Early diagnosis of pregnancy

When a woman attends a practitioner thinking that she is pregnant, the most common symptoms are not always amenorrhoea followed by nausea. Many women, particularly the multiparous, have a subtle sensation that they are pregnant a lot earlier than the arrival of the more formal symptoms and signs laid down in textbooks. Traditionally, the doctor may elicit clinical features, but most now turn to a pregnancy test at the first hint of pregnancy.

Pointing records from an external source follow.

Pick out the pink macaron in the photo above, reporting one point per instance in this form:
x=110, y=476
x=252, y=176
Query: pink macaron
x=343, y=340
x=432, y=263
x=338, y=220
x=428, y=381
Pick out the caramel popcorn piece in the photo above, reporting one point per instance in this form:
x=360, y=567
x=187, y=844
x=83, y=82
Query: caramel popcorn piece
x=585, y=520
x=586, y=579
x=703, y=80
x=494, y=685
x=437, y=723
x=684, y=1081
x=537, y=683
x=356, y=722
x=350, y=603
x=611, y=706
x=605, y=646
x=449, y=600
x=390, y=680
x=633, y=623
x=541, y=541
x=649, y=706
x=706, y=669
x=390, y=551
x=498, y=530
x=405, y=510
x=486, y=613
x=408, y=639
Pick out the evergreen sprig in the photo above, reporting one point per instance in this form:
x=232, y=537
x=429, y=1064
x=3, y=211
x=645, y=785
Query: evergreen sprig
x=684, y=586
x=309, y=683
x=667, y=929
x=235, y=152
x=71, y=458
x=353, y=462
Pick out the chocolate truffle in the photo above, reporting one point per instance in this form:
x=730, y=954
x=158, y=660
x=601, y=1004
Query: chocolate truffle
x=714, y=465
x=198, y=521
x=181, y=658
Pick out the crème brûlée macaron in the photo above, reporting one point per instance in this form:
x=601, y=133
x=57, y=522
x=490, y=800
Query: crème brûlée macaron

Symptoms The symptoms of early pregnancy are nausea, increased sensitivity of the breasts and nipples, increased frequency of micturition, and amenorrhoea.

Signs

The doctor may notice on examination a fullness of the breasts with early changes in pigmentation and Montgomery’s tubercuiles in the areola. The uterus will not be felt through the abdominal wall until about 12 weeks of pregnancy. On bimanual assessment uterine enlargement is detectable before this time while cervical softening and a cystic, generally soft feeling of the uterus can be detected by eight weeks. This more subtle sign is not often sought as vaginal examination is not usually performed on a normal woman at this time.

Tests

Mostly the diagnosis of pregnancy is confirmed by tests checking for the higher concentrations of human chorionic gonadotrophin that occur in every pregnancy. The old biological tests using rabbits and frogs are now gone and have been replaced by immunological tests. These depend on the presence of human chorionic gonadotrophin in the body fluids, which is reflected in the urine. The more sensitive the test, the more likely it is to pick up the hormone at lower concentrations—that is, earlier in pregnancy. Enzyme linked immunosorbent assay (ELISA) is the basis of many of the commercial kits currently available in chemist
shops. The assay depends on the double reaction of standard phase antibody with enzyme labelled antibody, which is sensitive enough to detect very low concentrations of human chorionic gonadotrophin. Positive results may be therefore detectable as early as 10 days after fertilisation—that is, four days before the first missed period. Vaginal ultrasound can detect a sac from five weeks and a fetal cardiac echo a week or so later (Chapter 4), but this would not be used as a screening pregnancy test.
Conclusion

At the end of the preliminary consultation women may ask questions about the pregnancy and the practitioner will deal with these. Most of these queries will be considered in the chapter on normal antenatal management. For most women the onset of pregnancy is a desired and happy event, but for a few it may not be so and practitioners, having established a diagnosis, may find that they are then asked to advise on termination of pregnancy. This they should do if their views on the subject allow; if not, they should arrange for one of their partners to discuss it with the patient. Most women, however, will be happy to be pregnant and looking forward to a successful outcome.